Judging that Colombia’s government has not done enough or not been transparent enough, a high court has asked the executive branch to report on what it has done to address the issues of public order and acts of violence in port city Buenaventura.
President of Colombia’s Constitutional Court, Luis Vargas, submitted a formal request for a report of what measures the government has taken in the past months to tackle an ongoing deadly drug trafficking battle and turf war between some of the country’s most notorious criminal gangs.
“It is urgent to know the measures adopted in order to counteract the situation in order to attain the location of the ‘chop houses,'” said Vargas according to El Espectador newspaper speaking of the places where gangs torture and dismember victims before disposing of their remains in the ocean.

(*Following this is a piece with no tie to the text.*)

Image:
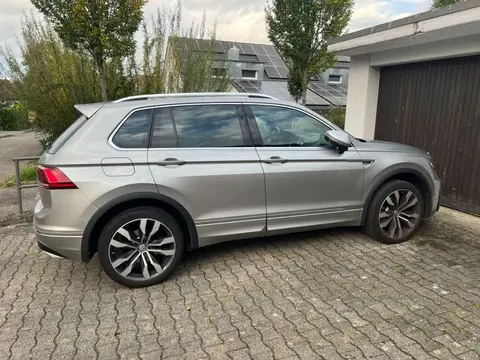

Though Colombian President Juan Manuel Santos spoke in Buenaventura this past Friday outlining what he and his administration have been doing, the Constitutional Court’s president evidently was not satisfied with this response, asking Sunday for a full report.
Santos said that the city had not seen a homicide in 19 days, that 136 gang members had been captured in the past month and a half, and that in addition to security, $100 million will be invested into social programs for the city.
Regardless of this Friday statement, Vargas has demanded more “clarity” in what the government has been doing to handle the “grave situation of violence,” according to El Espectador.
Crime in the pacific port city Buenaventura, in the western state of Valle del Cauca, has surged drastically in recent months, as gangs fight to control now one of the primary export hubs for Colombia’s narcotics trade. In addition to the violence directly connected to narcotrafficking, criminal organizations such as “Los Urabeños” and “La Empresa,” an offshoot of the “Los Rostrojos” neo-paramilitary group, threaten many business owners with extortion.
Murder, torture, disappearances, displacement, and more have all become commonplace since the end of 2013, and international and domestic organizations alike have been calling for stronger responses from the government.
Last month, Santos listened to the calls of national and international pressure and ordered Minister of Defense Juan Carlos Pinzon to use national security forces to stem the violence.